A plan to find and cut unnecessary regulations potentially could save Virginians time and money.
Government regulations can be helpful and are often necessary to protect health and safety.
But we all know the nature of bureaucracy: It tends to metastasize. That goes both for government agencies and the regulations they promulgate.
Succumbing to mission creep, regulations become ever more pervasive, growing in detail and in number - and before long, that becomes numbing.
Oppressive regulations are enervating to initiative, to innovation, to enterprise. Designed with the good intention of improving quality of life, they can stifle improvement by imposing unnecessary obstacles to change.
Attorney General Bob McDonnell cites a regulation that requires a college president to file a formal request with the state and pay a $50 fee just to set up an event tent on campus.
It was to bypass such unreasonable rules that the state instituted restructuring of oversight regulations for Virginia colleges.
Meanwhile, the cost of maintaining vast compendiums of regulations can be burdensome even for government.
Every so often, it’s a good idea to look at regulations with a fresh eye and ask: Is this really needed?
Mr. McDonnell has proposed to do just that.
He has appointed a 25-member task force to look for ways to streamline state regulations, plus three working groups to advise the panel on agriculture, small business and health care.
That brings the total number of participants to 62.
A spokeswoman for Gov. Tim Kaine says he supports the program, and that many state agencies already have begun looking at reductions in regulations. The tax department, she noted, has so far found nearly 300 regulations that could be discarded.

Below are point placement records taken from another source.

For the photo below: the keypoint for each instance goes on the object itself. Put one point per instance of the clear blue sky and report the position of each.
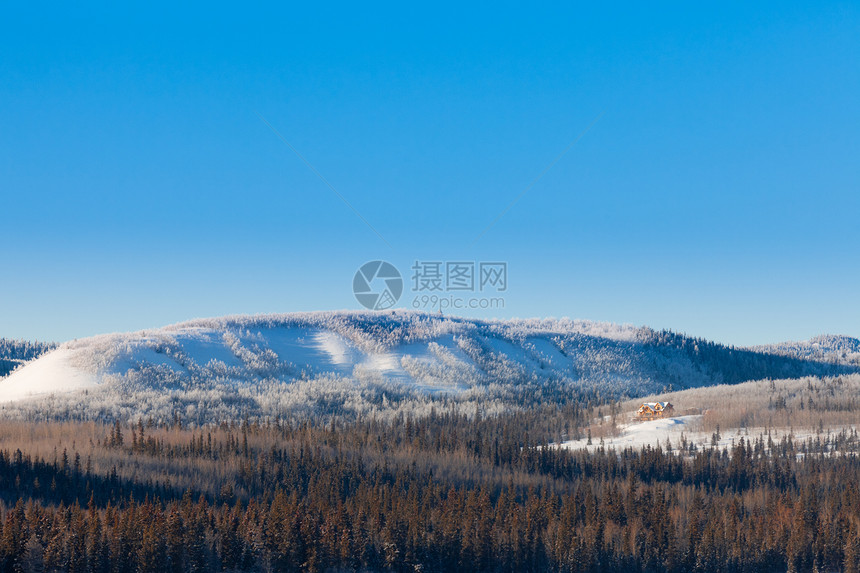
(717, 195)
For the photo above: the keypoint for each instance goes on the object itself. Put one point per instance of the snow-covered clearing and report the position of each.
(671, 430)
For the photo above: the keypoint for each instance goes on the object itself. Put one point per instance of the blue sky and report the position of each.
(717, 194)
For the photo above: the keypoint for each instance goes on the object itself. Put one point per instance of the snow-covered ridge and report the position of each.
(837, 349)
(366, 361)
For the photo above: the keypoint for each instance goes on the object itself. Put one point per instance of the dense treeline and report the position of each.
(438, 494)
(732, 365)
(14, 352)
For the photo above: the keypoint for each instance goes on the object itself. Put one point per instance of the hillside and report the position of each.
(826, 348)
(14, 353)
(365, 363)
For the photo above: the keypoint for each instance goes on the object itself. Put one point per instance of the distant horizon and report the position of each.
(445, 315)
(692, 167)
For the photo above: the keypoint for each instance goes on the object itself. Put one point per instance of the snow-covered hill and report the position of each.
(357, 363)
(826, 348)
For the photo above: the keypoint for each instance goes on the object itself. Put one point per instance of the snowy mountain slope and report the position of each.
(14, 353)
(826, 348)
(367, 362)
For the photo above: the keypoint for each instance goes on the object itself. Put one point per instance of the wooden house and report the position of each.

Because regulations, unlike laws, are set by the agencies themselves, state agencies would not be obligated to accept task force recommendations.
But Mr. McDonnell says his program will not go the way of so many government studies - a flurry of activity, a spate of recommendations but then no action. He promises results.
We’ll say it again: Regulations aren’t always, or even usually, bad. Many are necessary, many are beneficial.
We would hate to see the task force throw the good out with the bad by becoming overzealous.
The task force’s chairman, former Del. John Rust, pledges “a systematic and careful review” rather than an undue “attack on regulations.”
Given the nature of bureaucracy and the creeping habit of regulations, a deliberate effort to re-evaluate rules and eliminate unneeded ones could prove valuable.
It could improve Virginians’ quality of life and experience with government - which, after all, should be the goal of regulations in the first place.